From Laura Agustin’s Twitter: “You are living in the kind of world in which there are digital harems of prostitutes, available and pushed upon every single population”

It wouldn’t be much fun to push unavailable prostitutes on every single population, now would it? “Every single population” is not defined and I wish it were. There are so many populations that prostitutes aren’t interested in (children, prison inmates, the sick, the homeless, Congress).
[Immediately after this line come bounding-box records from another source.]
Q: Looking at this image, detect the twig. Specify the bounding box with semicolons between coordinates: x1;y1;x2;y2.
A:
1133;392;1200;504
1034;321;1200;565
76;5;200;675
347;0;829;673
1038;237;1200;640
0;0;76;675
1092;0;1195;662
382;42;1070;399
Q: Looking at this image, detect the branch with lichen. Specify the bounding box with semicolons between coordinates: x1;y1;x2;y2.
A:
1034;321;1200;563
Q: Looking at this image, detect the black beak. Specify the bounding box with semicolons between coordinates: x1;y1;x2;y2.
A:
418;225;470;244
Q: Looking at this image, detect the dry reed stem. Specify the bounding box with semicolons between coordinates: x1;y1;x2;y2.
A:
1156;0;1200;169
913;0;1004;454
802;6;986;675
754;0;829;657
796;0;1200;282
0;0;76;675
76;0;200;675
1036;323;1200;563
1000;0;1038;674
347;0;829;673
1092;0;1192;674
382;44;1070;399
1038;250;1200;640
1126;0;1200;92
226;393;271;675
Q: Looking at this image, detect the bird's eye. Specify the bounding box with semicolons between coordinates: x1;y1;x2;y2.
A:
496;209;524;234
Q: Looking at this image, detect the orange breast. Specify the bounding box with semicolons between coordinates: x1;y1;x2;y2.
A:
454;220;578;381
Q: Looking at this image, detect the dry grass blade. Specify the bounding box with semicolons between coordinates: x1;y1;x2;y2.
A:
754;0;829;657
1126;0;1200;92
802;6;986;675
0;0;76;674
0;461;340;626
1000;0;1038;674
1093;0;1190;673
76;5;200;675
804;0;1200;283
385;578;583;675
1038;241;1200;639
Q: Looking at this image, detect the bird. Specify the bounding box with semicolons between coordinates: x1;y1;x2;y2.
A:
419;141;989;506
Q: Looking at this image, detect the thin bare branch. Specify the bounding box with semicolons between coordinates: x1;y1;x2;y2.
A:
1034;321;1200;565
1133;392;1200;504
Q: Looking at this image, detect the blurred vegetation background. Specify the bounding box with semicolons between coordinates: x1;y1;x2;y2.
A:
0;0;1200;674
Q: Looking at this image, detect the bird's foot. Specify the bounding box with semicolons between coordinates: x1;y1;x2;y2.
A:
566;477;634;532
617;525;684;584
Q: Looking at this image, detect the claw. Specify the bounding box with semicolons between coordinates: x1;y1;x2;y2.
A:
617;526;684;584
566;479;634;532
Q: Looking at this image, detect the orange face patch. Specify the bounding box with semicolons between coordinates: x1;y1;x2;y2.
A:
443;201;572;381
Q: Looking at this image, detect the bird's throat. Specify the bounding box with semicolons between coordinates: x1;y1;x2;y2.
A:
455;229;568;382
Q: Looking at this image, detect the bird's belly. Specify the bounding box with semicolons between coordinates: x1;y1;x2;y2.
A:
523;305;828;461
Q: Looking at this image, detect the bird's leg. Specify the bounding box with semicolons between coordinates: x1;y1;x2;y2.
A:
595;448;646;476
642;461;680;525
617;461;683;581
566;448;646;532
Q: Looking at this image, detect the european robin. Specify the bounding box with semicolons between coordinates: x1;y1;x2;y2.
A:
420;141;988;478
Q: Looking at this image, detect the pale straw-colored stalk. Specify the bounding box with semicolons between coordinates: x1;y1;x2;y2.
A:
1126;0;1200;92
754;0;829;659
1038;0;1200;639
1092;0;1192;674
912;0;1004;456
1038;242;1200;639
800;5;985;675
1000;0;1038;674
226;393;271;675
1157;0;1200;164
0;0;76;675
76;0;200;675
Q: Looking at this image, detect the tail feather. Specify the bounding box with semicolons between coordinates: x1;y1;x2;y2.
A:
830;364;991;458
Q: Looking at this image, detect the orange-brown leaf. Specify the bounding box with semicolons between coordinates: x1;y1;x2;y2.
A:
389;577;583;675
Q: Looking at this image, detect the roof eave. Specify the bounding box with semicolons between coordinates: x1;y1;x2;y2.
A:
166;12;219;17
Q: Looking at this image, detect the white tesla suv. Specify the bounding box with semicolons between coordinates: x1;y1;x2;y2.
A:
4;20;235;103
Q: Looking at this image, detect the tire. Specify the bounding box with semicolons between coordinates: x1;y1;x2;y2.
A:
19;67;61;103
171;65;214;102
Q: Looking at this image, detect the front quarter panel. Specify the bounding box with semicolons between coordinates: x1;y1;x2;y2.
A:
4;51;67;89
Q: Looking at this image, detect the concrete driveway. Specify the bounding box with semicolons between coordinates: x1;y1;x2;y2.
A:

Laura has a series of Tweets exploring the zealous anti-prostitution rhetoric and its very creative usage of language. I would have never come up “digital harems” no matter how long I write about sex work (yes, I’m jealous). Even better, the sermon she quotes was delivered by a preacher in Ft. Worth! Eros Dallas has a new slogan in the bag.

ban freebies

I missed this on Twitter but really enjoyed the recap. Sex workers discuss the concept of giving it away with the same arguments tossed at us because we charge for it. While people can always say “It’s smart to charge for it,” when have you ever heard someone say “It’s smart to give it away.” An entire self-help genre is built on the very idea of not giving it away! These books encourage women to hold out for something, whether it’s a wedding ring, gifts or whatever. But the end result is always offering sex in exchange for something the woman wants. Technically, that’s not giving it away! Which begs the question, is there anyone who really gives it away? Or are they just deluded? Is “giving it away” actually part of the old joke to which the punchline is “Now we’re just negotiating on price.”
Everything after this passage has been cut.